Over-Vert has an overt desire to rock: Justin Morales, Scott Bates, Chris Costalupes and Morgan Travis.

Over-Vert has an overt desire to rock: Justin Morales, Scott Bates, Chris Costalupes and Morgan Travis.

Generally speaking, bands begin one of two ways: Either somebody has a batch of songs and recruits musicians to perform them, or a bunch of pals are just hanging out, and one of them suggests, “Maybe we should start a band.”

Over-Vert is the latter kind of band. Even if they weren’t a band, these guys would be kickin’ it together and hitting the streets on their skateboards.

“We started this band as a way to finance our skateboarding trips,” says lead vocalist Morgan Travis. His arm is in a cast—he broke it attempting an eight-foot front-side grind on a swimming pool coping at a recent tour stop/skateboarding expedition in Santa Cruz. The band is enthusiastic about showing pictures of the bone sticking out of his forearm.

Though skateboarding is a way of life for these guys, the band doesn’t sound like the snot-nosed skate punk genre one associates with a certain shoe company and its various “Warped” tours. The high energy and break-neck speeds are there, but the sound is more organic.

“We’re less a skate band than a band that skates,” says Travis.

Drummer Justin Morales drives songs like “Promised Land” and “Burning An Eye” with infallible sure-handedness. Guitarist Chris Costalupes punches up songs like “Roll Forever” with catchy, anthemic riffs and well-timed blasts of feedback. Handsomely bearded bassist Scott “Scaught” Bates provides a limber, muscular low end. And Travis does what any good punk vocalist should: interpret the energy of the music and, with his lyrics and exhausting use of the oxygen in his lungs, translate that energy in a way that’s contagious to the innocent spectator.

Over-Vert is living testament to the fact that exacting precision can make simple music sound complex. The band members describe themselves as “Nirvana sped-up” and cite other influences: “We were all really into The Jesus Lizard when we started this band,” says Morales.
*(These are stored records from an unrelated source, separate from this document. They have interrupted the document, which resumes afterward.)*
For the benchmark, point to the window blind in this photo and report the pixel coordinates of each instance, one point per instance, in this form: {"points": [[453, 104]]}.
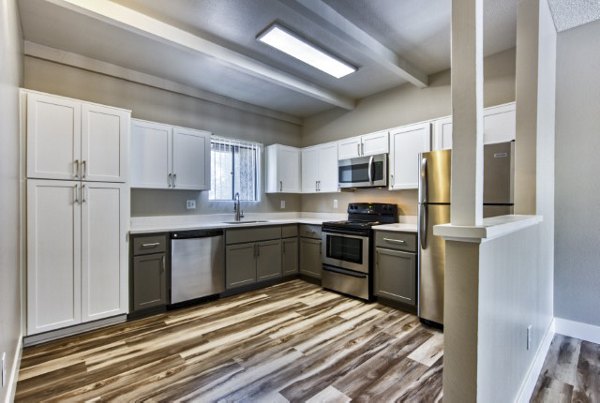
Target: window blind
{"points": [[235, 169]]}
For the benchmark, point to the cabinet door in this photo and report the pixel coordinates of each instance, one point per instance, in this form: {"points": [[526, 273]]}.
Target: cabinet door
{"points": [[104, 143], [191, 159], [375, 143], [288, 169], [53, 137], [150, 155], [395, 275], [349, 148], [268, 260], [406, 144], [149, 281], [289, 250], [500, 124], [442, 134], [53, 255], [328, 168], [104, 217], [240, 265], [310, 257], [310, 169]]}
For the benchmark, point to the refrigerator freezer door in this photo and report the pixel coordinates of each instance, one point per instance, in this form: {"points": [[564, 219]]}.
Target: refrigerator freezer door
{"points": [[431, 263], [498, 173], [435, 177]]}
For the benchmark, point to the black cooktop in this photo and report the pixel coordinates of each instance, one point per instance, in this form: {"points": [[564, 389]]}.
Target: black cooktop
{"points": [[362, 216]]}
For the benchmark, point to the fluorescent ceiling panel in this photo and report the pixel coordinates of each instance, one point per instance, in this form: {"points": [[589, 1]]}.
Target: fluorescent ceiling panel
{"points": [[298, 48]]}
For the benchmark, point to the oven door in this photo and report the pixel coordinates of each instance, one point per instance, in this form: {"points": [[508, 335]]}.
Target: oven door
{"points": [[363, 172], [346, 251]]}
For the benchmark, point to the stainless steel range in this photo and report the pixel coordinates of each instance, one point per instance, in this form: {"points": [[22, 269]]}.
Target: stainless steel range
{"points": [[348, 248]]}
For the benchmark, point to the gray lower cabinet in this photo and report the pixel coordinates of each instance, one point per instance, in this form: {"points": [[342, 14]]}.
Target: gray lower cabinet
{"points": [[289, 251], [149, 281], [268, 261], [240, 265], [395, 275], [310, 257]]}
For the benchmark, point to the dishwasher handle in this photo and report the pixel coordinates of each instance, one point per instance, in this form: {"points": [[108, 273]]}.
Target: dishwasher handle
{"points": [[201, 233]]}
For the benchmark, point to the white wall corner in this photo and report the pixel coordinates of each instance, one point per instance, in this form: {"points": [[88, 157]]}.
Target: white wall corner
{"points": [[531, 378], [578, 330], [14, 372]]}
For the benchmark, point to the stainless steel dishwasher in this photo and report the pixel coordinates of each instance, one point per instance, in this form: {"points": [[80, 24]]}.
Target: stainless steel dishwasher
{"points": [[197, 264]]}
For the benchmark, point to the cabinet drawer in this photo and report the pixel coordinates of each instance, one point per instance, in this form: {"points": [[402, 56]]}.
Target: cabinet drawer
{"points": [[396, 240], [145, 245], [252, 234], [288, 231], [310, 231]]}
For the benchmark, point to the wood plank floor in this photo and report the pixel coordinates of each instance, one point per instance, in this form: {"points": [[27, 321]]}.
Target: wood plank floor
{"points": [[571, 372], [290, 342]]}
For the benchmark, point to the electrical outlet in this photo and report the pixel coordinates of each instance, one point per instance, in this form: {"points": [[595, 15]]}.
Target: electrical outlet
{"points": [[3, 369]]}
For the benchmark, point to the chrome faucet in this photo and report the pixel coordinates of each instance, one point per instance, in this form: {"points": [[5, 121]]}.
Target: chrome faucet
{"points": [[239, 214]]}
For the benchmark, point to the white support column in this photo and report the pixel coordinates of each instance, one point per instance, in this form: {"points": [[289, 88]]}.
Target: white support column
{"points": [[467, 112]]}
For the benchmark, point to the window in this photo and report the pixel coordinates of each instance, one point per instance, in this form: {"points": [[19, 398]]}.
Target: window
{"points": [[235, 169]]}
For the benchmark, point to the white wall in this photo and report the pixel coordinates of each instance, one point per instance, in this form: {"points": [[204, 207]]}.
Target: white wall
{"points": [[163, 106], [577, 251], [10, 79]]}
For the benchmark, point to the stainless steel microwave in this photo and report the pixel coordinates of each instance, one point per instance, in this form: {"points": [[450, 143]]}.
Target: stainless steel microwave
{"points": [[363, 172]]}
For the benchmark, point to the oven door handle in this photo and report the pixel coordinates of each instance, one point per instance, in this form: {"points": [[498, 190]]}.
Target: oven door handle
{"points": [[344, 272]]}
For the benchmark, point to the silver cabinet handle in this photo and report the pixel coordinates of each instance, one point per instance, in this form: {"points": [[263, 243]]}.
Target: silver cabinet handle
{"points": [[400, 241], [76, 166]]}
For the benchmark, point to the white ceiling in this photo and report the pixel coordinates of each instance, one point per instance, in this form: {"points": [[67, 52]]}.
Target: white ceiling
{"points": [[391, 41]]}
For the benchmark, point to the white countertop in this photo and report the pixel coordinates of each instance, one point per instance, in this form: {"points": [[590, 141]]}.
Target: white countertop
{"points": [[400, 227], [146, 225]]}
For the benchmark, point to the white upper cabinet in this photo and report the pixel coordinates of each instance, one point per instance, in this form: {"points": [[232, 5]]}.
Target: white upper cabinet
{"points": [[191, 159], [150, 155], [283, 169], [167, 157], [499, 125], [406, 143], [74, 140], [364, 146], [104, 143], [53, 137], [320, 168]]}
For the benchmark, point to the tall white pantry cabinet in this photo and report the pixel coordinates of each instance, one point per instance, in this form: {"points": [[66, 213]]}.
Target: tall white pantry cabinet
{"points": [[77, 210]]}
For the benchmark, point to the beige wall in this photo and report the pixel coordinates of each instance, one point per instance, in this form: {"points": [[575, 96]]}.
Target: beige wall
{"points": [[10, 80], [163, 106], [399, 106]]}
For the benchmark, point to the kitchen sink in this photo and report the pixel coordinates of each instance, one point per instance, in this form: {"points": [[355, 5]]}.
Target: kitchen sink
{"points": [[244, 222]]}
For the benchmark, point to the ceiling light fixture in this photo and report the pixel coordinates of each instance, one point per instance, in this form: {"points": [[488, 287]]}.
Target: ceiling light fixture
{"points": [[291, 44]]}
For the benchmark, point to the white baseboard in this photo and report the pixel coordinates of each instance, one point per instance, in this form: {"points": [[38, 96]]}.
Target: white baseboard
{"points": [[14, 373], [528, 385], [579, 330]]}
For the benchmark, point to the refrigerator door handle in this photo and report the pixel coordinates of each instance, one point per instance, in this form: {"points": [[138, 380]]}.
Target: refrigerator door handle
{"points": [[423, 181], [423, 225]]}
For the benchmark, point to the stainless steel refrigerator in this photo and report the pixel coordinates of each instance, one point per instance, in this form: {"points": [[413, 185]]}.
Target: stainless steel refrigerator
{"points": [[434, 209]]}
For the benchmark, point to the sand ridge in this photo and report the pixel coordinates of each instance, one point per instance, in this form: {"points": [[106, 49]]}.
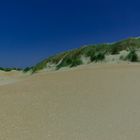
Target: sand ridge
{"points": [[85, 103]]}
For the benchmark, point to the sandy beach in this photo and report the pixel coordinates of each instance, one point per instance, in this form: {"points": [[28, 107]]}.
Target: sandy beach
{"points": [[92, 102]]}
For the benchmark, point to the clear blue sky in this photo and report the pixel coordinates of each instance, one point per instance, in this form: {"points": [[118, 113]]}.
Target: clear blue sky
{"points": [[31, 30]]}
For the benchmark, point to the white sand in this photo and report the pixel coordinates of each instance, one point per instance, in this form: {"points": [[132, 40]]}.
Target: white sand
{"points": [[93, 102]]}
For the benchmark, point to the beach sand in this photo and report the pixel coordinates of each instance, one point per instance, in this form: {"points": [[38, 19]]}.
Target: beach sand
{"points": [[91, 102]]}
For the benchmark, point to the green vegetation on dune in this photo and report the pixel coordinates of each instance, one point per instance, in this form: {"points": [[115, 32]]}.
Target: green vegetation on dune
{"points": [[10, 69], [96, 53]]}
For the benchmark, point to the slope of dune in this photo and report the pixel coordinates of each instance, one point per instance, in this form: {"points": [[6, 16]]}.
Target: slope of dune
{"points": [[93, 102]]}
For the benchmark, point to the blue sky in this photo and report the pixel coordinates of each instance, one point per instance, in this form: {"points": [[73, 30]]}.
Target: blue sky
{"points": [[31, 30]]}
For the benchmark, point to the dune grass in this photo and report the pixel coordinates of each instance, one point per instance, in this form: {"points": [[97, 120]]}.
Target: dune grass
{"points": [[95, 52]]}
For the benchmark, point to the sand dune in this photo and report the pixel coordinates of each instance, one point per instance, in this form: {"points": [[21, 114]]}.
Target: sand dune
{"points": [[93, 102]]}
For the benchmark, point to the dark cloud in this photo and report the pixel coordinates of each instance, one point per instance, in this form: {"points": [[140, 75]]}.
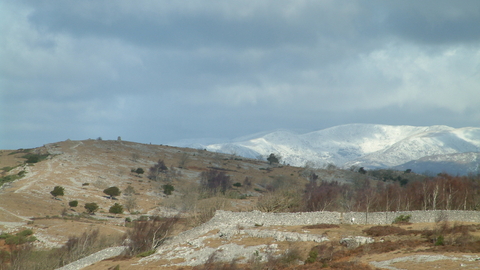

Over-Vert had an opportunity to work with a man associated with some of their favorite recordings: producer Steve Albini.

Albini is best known for his work on massively mega-selling records by Nirvana and Bush and his critically acclaimed work with PJ Harvey and The Pixies, but perhaps the epitome of his aesthetic is the menacing sound of Goat by The Jesus Lizard: a thick bass tone, drums that sound on record like the listener is sitting at the kit, and a guitar sound that hits so high up in your ear that it makes your nose bleed.

It’s a recording sound that fits Over-Vert perfectly. “We practiced four days a week for months before going in, and he basically recorded us live,” says Morales. “You have to drive across the country to find someone who’s willing to record like that.”

Most modern day record producers and sound engineers rely on sophisticated digital equipment and the note-correction and cut-and-paste capabilities of software like ProTools.

Albini works using all analog equipment and careful mic placement. He mixes by manipulating the live sound of the studio rather than altering it afterward. It makes for recordings that authentically capture the sound of a band.

The Albini recordings of Over-Vert can currently be heard on the band’s Myspace page and a forthcoming, as-yet-untitled CD EP on a new local record label, Renova.

The name of the band, in case you were wondering, is a skateboarding term for going “over-vertical:” grinding with the board at an obtuse angle.

“It shouldn’t be possible. It’s not natural,” says Morales. “It’s like a carnival ride without the straps on.”